Bill D. was AA’s no.3. Famously nick-named the man on the bed, Bill was 12th stepped by Bill W. and Dr. Bob on 28th June, 1935.
Bill D. had been a well-known attorney and city councilman. His drinking caused him to be hospitalized 8 times in 6 months and he ended up strapped to a bed in Akron hospital after hitting a couple of nurses. He was terrified when Dr. Bob asked for him to be taken to a private room (usually reserved for patients with terminal illnesses) but was struck by the honesty of Bill W. and Dr. Bob when they related their drinking stories to him. Bill Dotson left the hospital on 4th July, 1935 and never drank again. He was in court arguing a case as an attorney within a week and then ran for election to the city council. He never sought publicity for his role in AA nor wished his story to be published in the Big Book.

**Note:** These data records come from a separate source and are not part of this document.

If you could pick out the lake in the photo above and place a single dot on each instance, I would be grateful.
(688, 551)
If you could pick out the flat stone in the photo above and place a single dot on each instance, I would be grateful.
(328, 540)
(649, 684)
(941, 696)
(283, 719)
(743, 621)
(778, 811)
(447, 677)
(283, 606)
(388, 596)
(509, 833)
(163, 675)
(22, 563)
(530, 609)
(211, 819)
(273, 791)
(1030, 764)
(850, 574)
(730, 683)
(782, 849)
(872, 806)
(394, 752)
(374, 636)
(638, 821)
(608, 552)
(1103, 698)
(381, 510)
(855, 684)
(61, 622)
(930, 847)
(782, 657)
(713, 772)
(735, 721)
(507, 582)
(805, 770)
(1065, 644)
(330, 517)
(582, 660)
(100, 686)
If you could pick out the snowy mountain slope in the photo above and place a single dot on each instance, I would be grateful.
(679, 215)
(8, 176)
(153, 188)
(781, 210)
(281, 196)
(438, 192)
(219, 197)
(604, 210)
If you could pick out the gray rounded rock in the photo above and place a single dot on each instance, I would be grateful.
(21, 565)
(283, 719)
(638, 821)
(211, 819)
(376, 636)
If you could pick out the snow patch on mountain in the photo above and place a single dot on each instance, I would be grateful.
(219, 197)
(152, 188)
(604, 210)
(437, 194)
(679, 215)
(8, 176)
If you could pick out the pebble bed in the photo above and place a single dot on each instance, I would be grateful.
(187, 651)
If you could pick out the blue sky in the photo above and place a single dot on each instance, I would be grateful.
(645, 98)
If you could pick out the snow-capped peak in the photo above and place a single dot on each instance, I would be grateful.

Sam Shoemaker (1893 – 1963)
Sam Shoemaker was the rector of the Calvary Episcopal Church in New York City and was considered to be one of the best preachers of his era. Bill W. attended his church and was influenced by his interdenominational message. Sam hosted Oxford Group meetings at his church in New York and later in Akron, Ohio where Dr. Bob also became involved. He worked with Bill W. to establish the spiritual philosophy used in the AA programme.
Marty Mann (1904 – 1980)
Marty Mann was an early female member of AA and author of the story ‘Women suffer too’ in the 2nd, 3rd and 4th editions of the Big Book. Partly due to her life’s work, alcoholism became seen as less of a moral issue and more of a health issue.
Marty got sober in 1940 when her psychiatrist (Dr. Harry Tiebout) gave her a copy of the Big Book and persuaded her to attend one of only two meetings of AA available in the USA at that time. Later she organised the committee which eventually became the National Council on Alcoholism and Drug Dependence.